Suppose R is the rectangle 1<=x<=4, |y|<=2 and evaluate the double integral ∫R∫f(x,y)dA, where f(x,y)= y/(1+3x^4)^(1/2).

Question

Suppose R is the rectangle 1<=x<=4, |y|<=2 and evaluate the double integral ∫R∫f(x,y)dA, where f(x,y)= y/(1+3x^4)^(1/2).

I first decided to integrate with respect to y first (which I think I can choose to do)

I am a little confused at this part though cause i would get zero for my answer.
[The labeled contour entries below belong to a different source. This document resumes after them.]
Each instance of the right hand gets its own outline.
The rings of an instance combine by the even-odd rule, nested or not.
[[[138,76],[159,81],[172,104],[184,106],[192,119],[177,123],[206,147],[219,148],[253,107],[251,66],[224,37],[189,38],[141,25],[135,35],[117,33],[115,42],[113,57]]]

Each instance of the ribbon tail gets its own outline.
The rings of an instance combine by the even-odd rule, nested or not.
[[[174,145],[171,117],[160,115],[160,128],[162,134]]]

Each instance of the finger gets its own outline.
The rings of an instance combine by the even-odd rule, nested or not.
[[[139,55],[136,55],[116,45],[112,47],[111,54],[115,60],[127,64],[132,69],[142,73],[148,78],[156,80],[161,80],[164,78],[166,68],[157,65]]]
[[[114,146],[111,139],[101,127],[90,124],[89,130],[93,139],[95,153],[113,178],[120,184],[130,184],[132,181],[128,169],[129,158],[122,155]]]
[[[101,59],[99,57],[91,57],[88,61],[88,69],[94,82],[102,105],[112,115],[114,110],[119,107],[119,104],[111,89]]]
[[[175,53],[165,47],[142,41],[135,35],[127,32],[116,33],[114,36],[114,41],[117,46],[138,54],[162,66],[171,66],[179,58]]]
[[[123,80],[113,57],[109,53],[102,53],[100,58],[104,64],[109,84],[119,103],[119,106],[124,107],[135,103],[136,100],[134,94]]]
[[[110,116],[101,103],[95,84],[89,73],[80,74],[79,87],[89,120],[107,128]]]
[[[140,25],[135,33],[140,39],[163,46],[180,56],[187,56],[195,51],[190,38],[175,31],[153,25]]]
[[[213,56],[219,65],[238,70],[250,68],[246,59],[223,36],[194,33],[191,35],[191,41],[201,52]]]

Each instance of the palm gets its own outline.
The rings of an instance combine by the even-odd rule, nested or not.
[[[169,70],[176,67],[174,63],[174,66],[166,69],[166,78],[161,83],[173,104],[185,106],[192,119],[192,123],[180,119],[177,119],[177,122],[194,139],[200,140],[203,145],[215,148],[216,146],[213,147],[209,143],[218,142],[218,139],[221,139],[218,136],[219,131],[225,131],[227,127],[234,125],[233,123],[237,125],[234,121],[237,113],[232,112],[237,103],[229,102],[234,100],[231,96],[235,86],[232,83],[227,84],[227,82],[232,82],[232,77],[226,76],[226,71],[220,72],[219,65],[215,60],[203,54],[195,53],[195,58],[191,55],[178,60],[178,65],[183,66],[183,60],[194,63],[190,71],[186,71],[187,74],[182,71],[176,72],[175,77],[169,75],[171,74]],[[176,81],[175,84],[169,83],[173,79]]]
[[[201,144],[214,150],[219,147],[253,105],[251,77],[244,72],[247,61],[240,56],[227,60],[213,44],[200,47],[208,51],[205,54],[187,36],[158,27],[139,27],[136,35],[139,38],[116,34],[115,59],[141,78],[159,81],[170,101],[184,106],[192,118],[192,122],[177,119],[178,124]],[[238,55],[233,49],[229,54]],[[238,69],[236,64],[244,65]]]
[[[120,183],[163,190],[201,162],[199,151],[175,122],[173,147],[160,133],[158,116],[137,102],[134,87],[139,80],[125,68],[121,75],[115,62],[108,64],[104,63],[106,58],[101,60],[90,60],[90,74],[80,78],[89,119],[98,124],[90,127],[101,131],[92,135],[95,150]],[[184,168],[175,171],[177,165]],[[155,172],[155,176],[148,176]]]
So instead i though about it as the integral from 0 to 2 plus the integral from 0 to -2 with respect to y for both and what i got left is

1/2∫8/(1+3x^4)^(1/2)dx

at this part i thought about using trigonometric substitution but i am hesitant to go on further just cause i don't know if i'm thinking about this problem the right way.

Answer 1

The given function is odd in y. No matter how you look at it, the integral for a rectangular region from -a to +a will be zero.

If you split the integral into two, you should be adding
I(-2,0) to I(0,2) which is still zero.
So the answer is zero, and a quick one if it is a bonus question in the exam.

Answer 2

To evaluate the double integral ∫R∫f(x,y)dA, where R is the given rectangle and f(x,y) = y/(1+3x^4)^(1/2), it is indeed possible to integrate with respect to y first. However, let's go through the steps together to ensure we are on the right track.

Since we are integrating with respect to y first, let's consider the limits of integration for y. We have |y| <= 2, which means we can split the domain into two parts: -2 to 0 and 0 to 2.

For the first part, integrate with respect to y from -2 to 0:

∫(from -2 to 0) [∫(from 1 to 4) (y/(1+3x^4)^(1/2)) dx] dy

Next, for the second part, integrate with respect to y from 0 to 2:

∫(from 0 to 2) [∫(from 1 to 4) (y/(1+3x^4)^(1/2)) dx] dy

Now, let's simplify the expression inside the double integral:

∫(from 1 to 4) (y/(1+3x^4)^(1/2)) dx

This is a single-variable integral with respect to x. Applying the power rule for integration, we have:

1/2 * [∫(from 1 to 4) 8/(1+3x^4)^(1/2) dx]

Now, you mentioned using trigonometric substitution, which is a valid approach. Let's substitute x^2 with tan^2θ:

1/2 * [∫(from 1 to 4) 8/(1+3(tan^2θ)^2)^(1/2) dx]

Simplifying the expression further, we have:

1/2 * [∫(from 1 to 4) 8/(1+3tan^2θ)^(1/2) dx]

Since tan^2θ = x^2, we can also replace dx with d(tanθ). Now, the integral becomes:

1/2 * [∫(from 1 to 4) 8/(1+3tan^2θ)^(1/2) d(tanθ)]

At this point, you can apply trigonometric identity to further simplify the expression. For example, you can use the identity:

1 + tan^2θ = sec^2θ

This will help reduce the expression to a form that can be integrated more easily.

Once you evaluate the inner integral, you can substitute the result back into the outer integral and evaluate it with respect to y. Finally, sum up the two parts to obtain the overall result.

Please note that the steps provided above may involve some additional mathematical manipulations specific to this integral. It's essential to double-check the algebraic steps and calculations along the way.